For 2014, FBARs must be electronically filed by June 30 through the BSA E-Filing System using the electronic FinCEN Form 114, which supersedes the now-obsolete paper Treasury Department Form 90-22.1.
The IRS now has a new – FBAR Reference Guide on IRS.gov., this Guide is provided to educate and assist U.S. persons who have the obligation to file the FBAR; and for the tax professionals who prepare and electronically file FBAR reports on behalf of their clients. This Guide also supports IRS examiners in their efforts to consistently and fairly administer the FBAR examination and penalty programs.
A United States person must file an FBAR if that person has a financial interest in or signature authority over any financial account(s) outside of the United States and the aggregate maximum value of the account(s) exceeds $10,000 at any time during the calendar year.
Who is a United States Person?
A "United States person" means:
- A citizen or resident of the United States;
- An entity created or organized in the United States or under the laws of the United States. The term "entity" includes but is not limited to, a corporation, partnership, and limited liability company;
- A trust formed under the laws of the United States; or
- An estate formed under the laws of the United States.

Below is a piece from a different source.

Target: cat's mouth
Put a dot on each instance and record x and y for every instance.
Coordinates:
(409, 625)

Disregarded Entities: Entities that are United States persons and are disregarded for tax purposes may be required to file an FBAR. The federal tax treatment of an entity does not affect the entity’s requirement to file an FBAR. FBARs are required under a Bank Secrecy Act provision of Title 31 and not under any provisions of the Internal Revenue Code.
United States Resident: A United States resident is an alien residing in the United States. To determine if the filer is a resident of the United States, apply the residency tests in 26 U.S.C. § 7701(b). When applying the § 7701(b) residency tests use the following definition of United States: United States includes the States, the District of Columbia, all United States territories and possessions (e.g., American Samoa, the Commonwealth of the Northern Mariana Islands, the Commonwealth of Puerto Rico, Guam, and the United States Virgin Islands), and the Indian lands as defined in the Indian Gaming Regulatory Act.
Example: Matt is a citizen of Argentina. He has been physically present in the United States every day of the last three years. Because Matt is considered a resident by application of the rules under 26 U.S.C. § 7701(b), he is required to file an FBAR.
Financial account includes the following types of accounts:
- Bank accounts such as savings accounts, checking accounts, and time deposits,
- Securities accounts such as brokerage accounts and securities derivatives or other financial instruments accounts,
- Commodity futures or options accounts,
- Insurance policies with a cash value (such as a whole life insurance policy),
- Mutual funds or similar pooled funds (i.e., a fund that is available to the general public with a regular net asset value determination and regular redemptions),
- Any other accounts maintained in a foreign financial institution or with a person performing the services of a financial institution.
Example: A Canadian Registered Retirement Savings Plan (RRSP), Canadian Tax-Free Savings Account (TFSA), Mexican individual retirement accounts (Fondos para el Retiro) and Mexican Administradoras de Fondos para el Retiro (AFORE) are foreign financial accounts reportable on the FBAR.
A financial account is foreign when it is located outside of the United States, which includes the following places:
o United States, including the District of Columbia;
o United States territories and possessions, such as:
- Commonwealth Northern Mariana Islands
- District of Columbia
- American Samoa
- Commonwealth of Puerto Rico
- United States Virgin Islands
- Trust Territories of the Pacific Islands
- Indian lands as defined in the Indian Gaming Regulatory Act.
Typically, a financial account that is maintained with a financial institution located outside of the United States is a foreign financial account.
Example: An account maintained with a branch of a United States bank that is physically located in Germany is a foreign financial account.
Example: Ed, a United States citizen, purchased securities of a French company through a securities broker located in New York. Ed is not required to report these securities because he purchased the securities through a financial institution located in the United States.